CITA XXXI/DDIT (IT) 2(1)/IT – 448/02-03/06-07 dated 26.10.2006. It was admitted
that the facts are more or less similar to the above appeal and main arguments
were rendered in this appeal.
Held :- In view of the agreement and various
judicial pronouncements the hon’ble tribunal has held that there is a
distinction between a case where the software is supplied along with hardware
as part of the equipment and there is no separate sale of the software and a
case where the software is sold separately. In the case, where the software is
an integral part of the supply of equipment, the consideration for that is not
assessable as “royalty”.
However, in a case where the software is sold
separately, the consideration for it is assessable as “royalty”. On facts, the
assessee had acquired the software independent of the equipment. It had
received a license to use the copyright in the software belonging to the
non-resident and the supplier continued to be the owner of the copyright and
all other intellectual property rights. As there was a transfer of the right to
use the copyright, the payment made by Reliance to Lucent was “for the use of
or the right to use copyright” and constituted “royalty” under s. 9(1)(vi) of
the Act and Article 12(3) of the India-USA DTAA.

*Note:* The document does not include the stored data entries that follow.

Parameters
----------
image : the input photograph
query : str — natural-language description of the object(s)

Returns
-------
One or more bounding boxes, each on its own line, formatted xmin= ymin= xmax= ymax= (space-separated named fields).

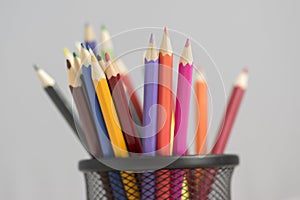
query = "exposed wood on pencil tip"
xmin=235 ymin=68 xmax=249 ymax=89
xmin=84 ymin=23 xmax=96 ymax=41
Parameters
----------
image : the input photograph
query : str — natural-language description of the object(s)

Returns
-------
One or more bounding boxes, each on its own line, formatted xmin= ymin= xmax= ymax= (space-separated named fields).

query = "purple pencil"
xmin=142 ymin=34 xmax=159 ymax=199
xmin=171 ymin=39 xmax=193 ymax=199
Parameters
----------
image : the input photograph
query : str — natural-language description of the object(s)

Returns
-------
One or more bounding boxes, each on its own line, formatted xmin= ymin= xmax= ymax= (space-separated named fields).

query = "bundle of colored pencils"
xmin=34 ymin=24 xmax=248 ymax=200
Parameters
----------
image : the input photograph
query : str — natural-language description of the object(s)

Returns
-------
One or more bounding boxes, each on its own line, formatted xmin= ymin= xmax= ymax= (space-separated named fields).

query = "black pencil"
xmin=34 ymin=65 xmax=85 ymax=141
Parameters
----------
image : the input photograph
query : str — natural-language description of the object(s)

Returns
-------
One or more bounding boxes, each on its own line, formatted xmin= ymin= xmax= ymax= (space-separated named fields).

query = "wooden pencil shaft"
xmin=45 ymin=85 xmax=80 ymax=138
xmin=195 ymin=81 xmax=208 ymax=154
xmin=71 ymin=86 xmax=102 ymax=158
xmin=212 ymin=86 xmax=245 ymax=154
xmin=108 ymin=74 xmax=142 ymax=154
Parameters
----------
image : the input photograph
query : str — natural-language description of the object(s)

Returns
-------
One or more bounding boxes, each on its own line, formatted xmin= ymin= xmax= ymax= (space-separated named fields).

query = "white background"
xmin=0 ymin=0 xmax=299 ymax=199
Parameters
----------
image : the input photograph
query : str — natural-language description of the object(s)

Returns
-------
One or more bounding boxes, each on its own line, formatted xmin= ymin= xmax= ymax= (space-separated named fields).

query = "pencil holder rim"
xmin=79 ymin=154 xmax=239 ymax=172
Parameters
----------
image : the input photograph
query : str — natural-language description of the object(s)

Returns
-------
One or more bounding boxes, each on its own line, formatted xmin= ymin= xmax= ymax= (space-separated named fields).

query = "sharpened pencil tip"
xmin=149 ymin=33 xmax=154 ymax=43
xmin=66 ymin=59 xmax=71 ymax=69
xmin=105 ymin=53 xmax=111 ymax=62
xmin=164 ymin=27 xmax=168 ymax=35
xmin=86 ymin=44 xmax=91 ymax=50
xmin=101 ymin=25 xmax=107 ymax=30
xmin=85 ymin=22 xmax=90 ymax=28
xmin=73 ymin=52 xmax=78 ymax=57
xmin=63 ymin=48 xmax=70 ymax=56
xmin=33 ymin=64 xmax=39 ymax=71
xmin=81 ymin=43 xmax=86 ymax=49
xmin=242 ymin=68 xmax=249 ymax=74
xmin=96 ymin=54 xmax=102 ymax=61
xmin=185 ymin=38 xmax=190 ymax=47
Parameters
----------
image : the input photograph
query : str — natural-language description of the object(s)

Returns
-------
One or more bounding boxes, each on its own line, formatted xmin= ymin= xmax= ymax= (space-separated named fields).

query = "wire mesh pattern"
xmin=82 ymin=166 xmax=235 ymax=200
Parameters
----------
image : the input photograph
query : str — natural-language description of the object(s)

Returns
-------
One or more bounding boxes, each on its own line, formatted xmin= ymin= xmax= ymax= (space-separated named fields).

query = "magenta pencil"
xmin=171 ymin=39 xmax=193 ymax=199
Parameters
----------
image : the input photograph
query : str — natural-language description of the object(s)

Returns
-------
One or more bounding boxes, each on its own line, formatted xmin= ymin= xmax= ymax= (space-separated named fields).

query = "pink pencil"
xmin=171 ymin=39 xmax=193 ymax=199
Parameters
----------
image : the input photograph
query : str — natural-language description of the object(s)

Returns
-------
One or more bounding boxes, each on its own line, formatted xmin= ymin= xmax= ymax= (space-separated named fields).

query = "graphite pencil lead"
xmin=185 ymin=38 xmax=190 ymax=47
xmin=96 ymin=54 xmax=102 ymax=61
xmin=81 ymin=43 xmax=87 ymax=49
xmin=149 ymin=33 xmax=154 ymax=43
xmin=66 ymin=59 xmax=72 ymax=69
xmin=105 ymin=52 xmax=111 ymax=62
xmin=101 ymin=24 xmax=107 ymax=30
xmin=164 ymin=26 xmax=168 ymax=35
xmin=63 ymin=48 xmax=71 ymax=56
xmin=33 ymin=64 xmax=39 ymax=71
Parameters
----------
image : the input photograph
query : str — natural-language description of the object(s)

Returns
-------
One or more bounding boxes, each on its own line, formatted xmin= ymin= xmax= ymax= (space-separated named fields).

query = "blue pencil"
xmin=77 ymin=45 xmax=113 ymax=157
xmin=80 ymin=44 xmax=128 ymax=200
xmin=141 ymin=34 xmax=159 ymax=199
xmin=84 ymin=23 xmax=98 ymax=55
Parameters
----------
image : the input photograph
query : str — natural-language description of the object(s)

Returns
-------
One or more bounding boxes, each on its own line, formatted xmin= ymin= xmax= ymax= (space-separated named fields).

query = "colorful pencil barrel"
xmin=141 ymin=34 xmax=159 ymax=199
xmin=171 ymin=39 xmax=193 ymax=199
xmin=212 ymin=69 xmax=248 ymax=154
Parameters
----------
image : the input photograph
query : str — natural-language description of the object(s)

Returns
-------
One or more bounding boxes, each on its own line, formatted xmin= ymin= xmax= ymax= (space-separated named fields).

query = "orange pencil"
xmin=157 ymin=27 xmax=173 ymax=156
xmin=188 ymin=71 xmax=208 ymax=200
xmin=156 ymin=27 xmax=173 ymax=200
xmin=195 ymin=71 xmax=208 ymax=154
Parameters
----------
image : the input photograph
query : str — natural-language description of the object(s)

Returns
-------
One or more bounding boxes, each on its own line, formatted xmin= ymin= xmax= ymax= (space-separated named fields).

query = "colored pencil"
xmin=195 ymin=71 xmax=208 ymax=154
xmin=92 ymin=53 xmax=128 ymax=157
xmin=199 ymin=69 xmax=248 ymax=199
xmin=100 ymin=25 xmax=114 ymax=59
xmin=187 ymin=70 xmax=208 ymax=200
xmin=157 ymin=27 xmax=173 ymax=156
xmin=142 ymin=34 xmax=159 ymax=155
xmin=141 ymin=34 xmax=159 ymax=200
xmin=115 ymin=59 xmax=143 ymax=124
xmin=78 ymin=45 xmax=114 ymax=157
xmin=66 ymin=58 xmax=102 ymax=158
xmin=212 ymin=68 xmax=248 ymax=154
xmin=103 ymin=53 xmax=143 ymax=154
xmin=84 ymin=23 xmax=98 ymax=55
xmin=155 ymin=27 xmax=173 ymax=200
xmin=97 ymin=54 xmax=140 ymax=199
xmin=33 ymin=65 xmax=85 ymax=143
xmin=171 ymin=39 xmax=194 ymax=199
xmin=76 ymin=47 xmax=128 ymax=200
xmin=100 ymin=25 xmax=143 ymax=124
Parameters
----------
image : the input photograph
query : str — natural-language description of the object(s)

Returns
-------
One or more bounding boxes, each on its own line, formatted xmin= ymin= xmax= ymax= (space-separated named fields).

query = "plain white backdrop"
xmin=1 ymin=0 xmax=299 ymax=199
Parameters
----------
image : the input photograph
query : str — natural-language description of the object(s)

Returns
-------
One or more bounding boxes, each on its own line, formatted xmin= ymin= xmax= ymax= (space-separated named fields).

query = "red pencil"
xmin=102 ymin=53 xmax=143 ymax=154
xmin=212 ymin=68 xmax=249 ymax=154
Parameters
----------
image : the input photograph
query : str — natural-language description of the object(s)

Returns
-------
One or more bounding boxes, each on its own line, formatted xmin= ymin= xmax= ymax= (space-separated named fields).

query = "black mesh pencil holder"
xmin=79 ymin=155 xmax=239 ymax=200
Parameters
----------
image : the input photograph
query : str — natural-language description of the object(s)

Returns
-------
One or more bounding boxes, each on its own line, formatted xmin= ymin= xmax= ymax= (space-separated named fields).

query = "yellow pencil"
xmin=90 ymin=50 xmax=139 ymax=199
xmin=90 ymin=50 xmax=127 ymax=157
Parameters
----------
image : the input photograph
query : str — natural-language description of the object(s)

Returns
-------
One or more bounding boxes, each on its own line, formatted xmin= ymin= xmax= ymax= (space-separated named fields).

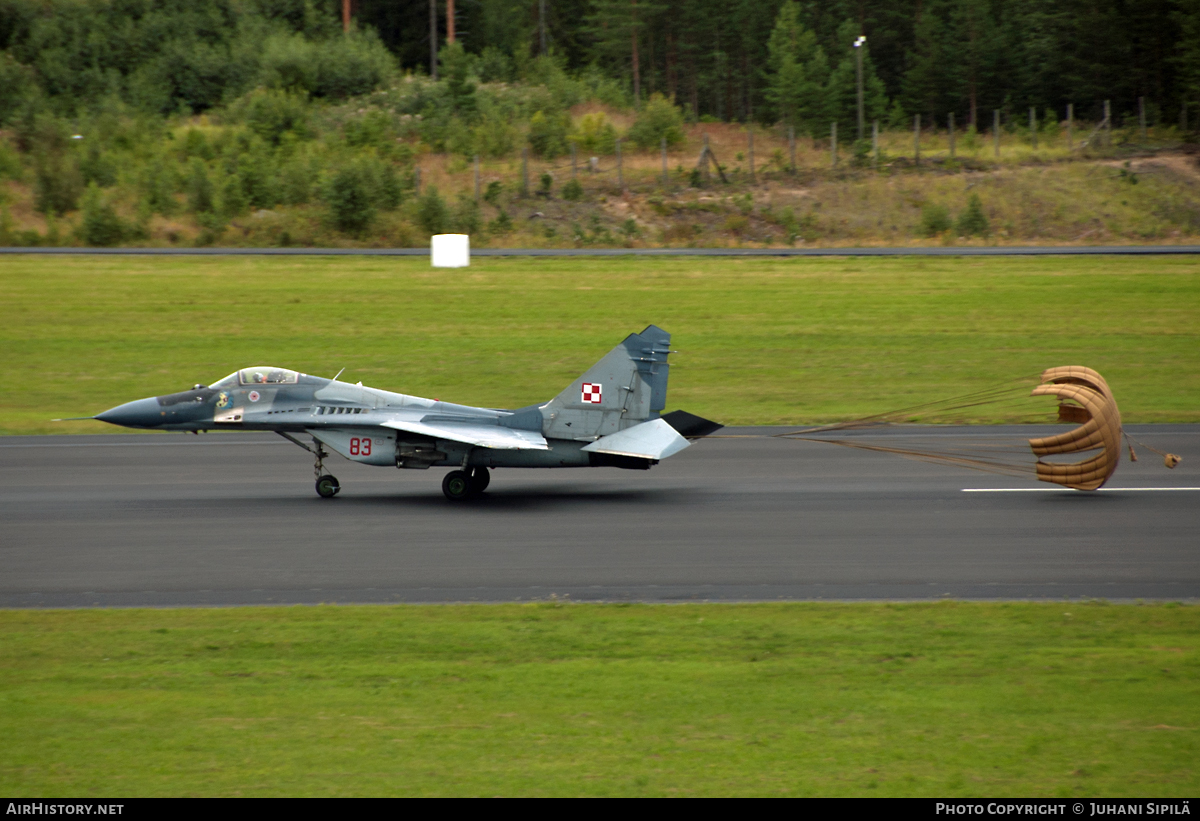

There is a distinction between a case where the software is supplied along with hardware as part of the equipment and there is no separate sale of the software and a case where the software is sold separately. Where the software is an integral part of the supply of equipment, the consideration for that is not assessable as “royalty”. However, in a case where the software is sold separately, the consideration for it is assessable as “royalty”. On facts, the assessee had acquired the software independent of the equipment. It had received a license to use the copyright in the software belonging to the non-resident. The non-resident supplier continued to be the owner of the copyright and all other intellectual property rights. As there was a transfer of the right to use the copyright, the payment made by Reliance to Lucent was “for the use of or the right to use copyright” and constituted “royalty” under s. 9(1)(vi) and Article 12(3) of the India-USA DTAA (Synopsis International 212 Taxman 454 (Kar), Samsung Electronics 345 ITR 494 (Kar), Lucent Technologies 348 ITR 196 (Kar), Citrix Systems 343 ITR 1 (AAR) & Microsoft/Gracemac Corp 42 SOT 550 (Del) followed).